Pirayre Aurélie, Couprie Camille, Bidard Frédérique, Duval Laurent, Pesquet Jean-Christophe
IFP Energies Nouvelles, 1-4 avenue de Bois-Préau, Rueil-Malmaison, 92852, France.
Université Paris-Est, Laboratoire d'Informatique Gaspard-Monge, 5 boulevard Descartes - Champs-sur-Marne, Marne-la-Vallée, 77454, France.
BMC Bioinformatics. 2015 Nov 4;16:368. doi: 10.1186/s12859-015-0754-2.
Inferring gene networks from high-throughput data constitutes an important step in the discovery of relevant regulatory relationships in organism cells. Despite the large number of available Gene Regulatory Network inference methods, the problem remains challenging: the underdetermination in the space of possible solutions requires additional constraints that incorporate a priori information on gene interactions.
Weighting all possible pairwise gene relationships by a probability of edge presence, we formulate the regulatory network inference as a discrete variational problem on graphs. We enforce biologically plausible coupling between groups and types of genes by minimizing an edge labeling functional coding for a priori structures. The optimization is carried out with Graph cuts, an approach popular in image processing and computer vision. We compare the inferred regulatory networks to results achieved by the mutual-information-based Context Likelihood of Relatedness (CLR) method and by the state-of-the-art GENIE3, winner of the DREAM4 multifactorial challenge.

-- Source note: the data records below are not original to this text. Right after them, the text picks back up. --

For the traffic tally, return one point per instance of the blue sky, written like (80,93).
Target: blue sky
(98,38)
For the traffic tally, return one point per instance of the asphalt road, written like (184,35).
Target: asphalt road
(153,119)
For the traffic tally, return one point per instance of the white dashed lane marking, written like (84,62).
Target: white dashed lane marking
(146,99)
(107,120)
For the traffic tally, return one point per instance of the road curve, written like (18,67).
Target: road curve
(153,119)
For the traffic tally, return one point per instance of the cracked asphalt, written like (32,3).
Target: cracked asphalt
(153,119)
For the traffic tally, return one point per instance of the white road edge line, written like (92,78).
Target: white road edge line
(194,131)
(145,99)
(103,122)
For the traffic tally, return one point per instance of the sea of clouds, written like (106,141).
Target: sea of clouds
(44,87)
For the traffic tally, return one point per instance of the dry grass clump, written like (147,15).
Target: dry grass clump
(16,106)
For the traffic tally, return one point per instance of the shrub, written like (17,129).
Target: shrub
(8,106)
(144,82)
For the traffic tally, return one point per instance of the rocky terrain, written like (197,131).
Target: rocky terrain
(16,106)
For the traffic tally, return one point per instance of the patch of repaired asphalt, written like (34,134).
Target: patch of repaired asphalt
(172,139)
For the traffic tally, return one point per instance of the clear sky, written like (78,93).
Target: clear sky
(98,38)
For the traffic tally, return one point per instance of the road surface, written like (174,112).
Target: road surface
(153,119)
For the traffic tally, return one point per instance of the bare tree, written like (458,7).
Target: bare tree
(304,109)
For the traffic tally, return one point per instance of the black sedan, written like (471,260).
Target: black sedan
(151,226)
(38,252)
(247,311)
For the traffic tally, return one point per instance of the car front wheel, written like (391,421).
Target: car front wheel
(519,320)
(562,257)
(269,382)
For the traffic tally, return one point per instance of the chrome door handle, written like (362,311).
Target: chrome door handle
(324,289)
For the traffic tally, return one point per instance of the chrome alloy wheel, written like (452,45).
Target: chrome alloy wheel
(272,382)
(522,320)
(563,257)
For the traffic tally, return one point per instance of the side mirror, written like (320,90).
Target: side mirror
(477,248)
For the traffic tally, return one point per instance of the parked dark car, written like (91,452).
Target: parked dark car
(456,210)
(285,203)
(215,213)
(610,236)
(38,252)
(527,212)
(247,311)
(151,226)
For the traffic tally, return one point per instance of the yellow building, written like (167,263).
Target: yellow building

Our BRANE Cut approach infers more accurately the five DREAM4 in silico networks (with improvements from 6% to 11%). On a real Escherichia coli compendium, an improvement of 11.8% compared to CLR and 3% compared to GENIE3 is obtained in terms of Area Under Precision-Recall curve. Up to 48 additional verified interactions are obtained over GENIE3 for a given precision. On this dataset involving 4345 genes, our method achieves a performance similar to that of GENIE3, while being more than seven times faster. The BRANE Cut code is available at: http://www-syscom.univ-mlv.fr/~pirayre/Codes-GRN-BRANE-cut.html.
BRANE Cut is a weighted graph thresholding method. Using biologically sound penalties and data-driven parameters, it improves three state-of-the art GRN inference methods. It is applicable as a generic network inference post-processing, due to its computational efficiency.
从高通量数据推断基因网络是发现生物细胞中相关调控关系的重要一步。尽管有大量可用的基因调控网络推断方法,但该问题仍然具有挑战性:可能解空间中的不确定性需要额外的约束条件,这些条件要纳入关于基因相互作用的先验信息。
通过边存在的概率对所有可能的成对基因关系进行加权,我们将调控网络推断表述为图上的离散变分问题。通过最小化编码先验结构的边标记泛函,我们强制基因的组和类型之间存在生物学上合理的耦合。使用图割进行优化,这是一种在图像处理和计算机视觉中流行的方法。我们将推断出的调控网络与基于互信息的相关性上下文似然(CLR)方法以及多因素挑战DREAM4的获胜者、最先进的GENIE3所得到的结果进行比较。
我们的BRANE Cut方法更准确地推断出了五个DREAM4虚拟网络(改进幅度从6%到11%)。在真实的大肠杆菌数据集中,在精确召回率曲线下面积方面,与CLR相比提高了11.8%,与GENIE3相比提高了3%。对于给定的精度,比GENIE3多获得了多达48个经过验证的相互作用。在这个包含4345个基因的数据集上,我们的方法实现了与GENIE3相似的性能,同时速度快了七倍多。BRANE Cut代码可在以下网址获取:http://www-syscom.univ-mlv.fr/~pirayre/Codes-GRN-BRANE-cut.html。
BRANE Cut是一种加权图阈值化方法。通过使用生物学上合理的惩罚和数据驱动的参数,它改进了三种最先进的基因调控网络推断方法。由于其计算效率,它可作为一种通用的网络推断后处理方法应用。